After 6 weeks of the high-fat diet, the glucose metabolic index (Rg′), which evaluates glucose uptake, decreased by 42% and by 43% for the liver and pancreas, respectively. Glucose uptake by the soleus and gastrocnemius muscles did not significantly change, compared with controls (Fig. 3c). CSN transection produced a significant increase of 43% in 2-deoxy[3H]glucose uptake by the liver compared with HFD animals with an intact CSN. However, no change in glucose uptake was observed for the pancreas, soleus or gastrocnemius tissues (Rg′ of liver: HF without CSN transection, 3.15 ± 0.33 mmol [mg tissue]−1 min−1; HF with CSN transection, 4.50 ± 0.45 mmol [mg tissue]−1 min−1; Fig. 3c). Finally, in visceral adipose tissue, 6 weeks of the high-fat diet decreased glucose uptake by 45% compared with the control group, and this effect was completely restored by CSN transection (Rg′ of perienteric adipose tissue: controls without CSN transection, 1.46 ± 0.13 mmol [mg tissue]−1 min−1; HF without CSN transection, 0.81 ± 0.16 mmol [mg tissue]−1 min−1; HF with CSN transection, 1.44 ± 0.33 mmol [mg tissue]−1 min−1; Fig. 3d). No significant results were observed for epididymal and perinephric adipose tissue (Fig. 3d).

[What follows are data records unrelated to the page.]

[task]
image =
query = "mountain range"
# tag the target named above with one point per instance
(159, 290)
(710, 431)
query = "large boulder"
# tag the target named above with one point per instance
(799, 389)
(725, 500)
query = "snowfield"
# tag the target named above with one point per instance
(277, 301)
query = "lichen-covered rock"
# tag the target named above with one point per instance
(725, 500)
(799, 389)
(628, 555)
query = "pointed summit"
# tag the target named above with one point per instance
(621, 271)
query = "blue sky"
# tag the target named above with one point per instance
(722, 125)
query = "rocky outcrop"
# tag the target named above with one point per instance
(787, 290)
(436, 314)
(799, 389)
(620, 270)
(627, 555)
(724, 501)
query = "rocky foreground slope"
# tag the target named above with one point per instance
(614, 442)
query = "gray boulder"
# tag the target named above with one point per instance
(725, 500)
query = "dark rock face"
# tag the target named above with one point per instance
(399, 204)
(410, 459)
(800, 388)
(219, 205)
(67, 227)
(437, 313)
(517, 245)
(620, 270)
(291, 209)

CSN denervation ameliorates lipid profile in animal models of impaired insulin sensitivity

The HSu and HF animals showed no change in either total cholesterol or LDL-cholesterol (Table 2). In contrast, HDL-cholesterol was decreased in HF animals by 28% and was restored to control values by CSN transection (Table 2). Additionally, the HSu and HF rats had increased triacylglycerol levels by 75% and 47%, respectively; these values returned to control levels after CSN resection (Table 2).
Table 2

Effect of CSN transection on lipid profile in control, HF and HSu rats

Variable

Control

HSu

HF

Without CSN transection

With CSN transection

Without CSN transection

With CSN transection

Without CSN transection

With CSN transection

Total cholesterol (mmol/l)

3.72 ± 0.20

3.55 ± 0.26

4.26 ± 0.22

3.67 ± 0.12

3.50 ± 0.15

3.60 ± 0.15

LDL-cholesterol (mmol/l)

0.38 ± 0.02

0.41 ± 0.04

0.38 ± 0.01

0.38 ± 0.01

0.33 ± 0.04

0.30 ± 0.06

HDL-cholesterol (mmol/l)

1.45 ± 0.06

1.26 ± 0.06

1.46 ± 0.08

1.35 ± 0.05

1.04 ± 0.06***

1.30 ± 0.10

Triacylglycerols (mmol/l)

1.05 ± 0.12

0.69 ± 0.09

1.84 ± 0.21***

0.75 ± 0.12†††

1.54 ± 0.12*

0.67 ± 0.18††

Data are presented as mean ± SEM

Without CSN transection, n = 8–9; with CSN transection, n = 8–10

Two-way ANOVA with Bonferroni multiple comparison tests; *p < 0.05, ***p < 0.001 vs control; †† p < 0.01, ††† p < 0.001 with vs without CSN transection

CSN transection normalises mean arterial pressure, nitric oxide metabolites and sympathetic activity in animal models of impared insulin sensitivity

In the current study, HSu and HF rats had a 39% increase in mean arterial pressure. These results are in line with the values previously obtained in our laboratory [5, 13]. Three weeks after CSN resection, mean arterial pressure was fully restored to control levels in both HSu (96.7 ± 11.8 mmHg) and HF (92.1 ± 9.6 mmHg) animals (Fig. 4a).
Fig. 4

Effect of CSN transection on (a) mean arterial pressure and (b) plasma NO + NO3 in control, HSu and HF animals. Blood pressure and NO + NO3 measurement was performed 3 weeks after chronic CSN denervation. White bars, without CSN resection (n = 8–9); black bars, with CSN resection (n = 6–8). Data are presented as mean ± SEM. Two-way ANOVA with Bonferroni multiple comparison tests: **p < 0.01, ***p < 0.001 vs control; †† p < 0.01, ††† p < 0.001 with vs without CSN transection

The effect of CSN resection on serum nitric oxide and its metabolites (NO + NO3) is depicted in Fig. 4b. Although no significant effects were observed in HSu rats, the HF rats had significantly increased NO + NO3 levels compared with controls (control, 10.6 ± 1.1 μmol/l; HF, 21.3 ± 2.0 μmol/l), with this effect being completely restored by chronic CSN resection.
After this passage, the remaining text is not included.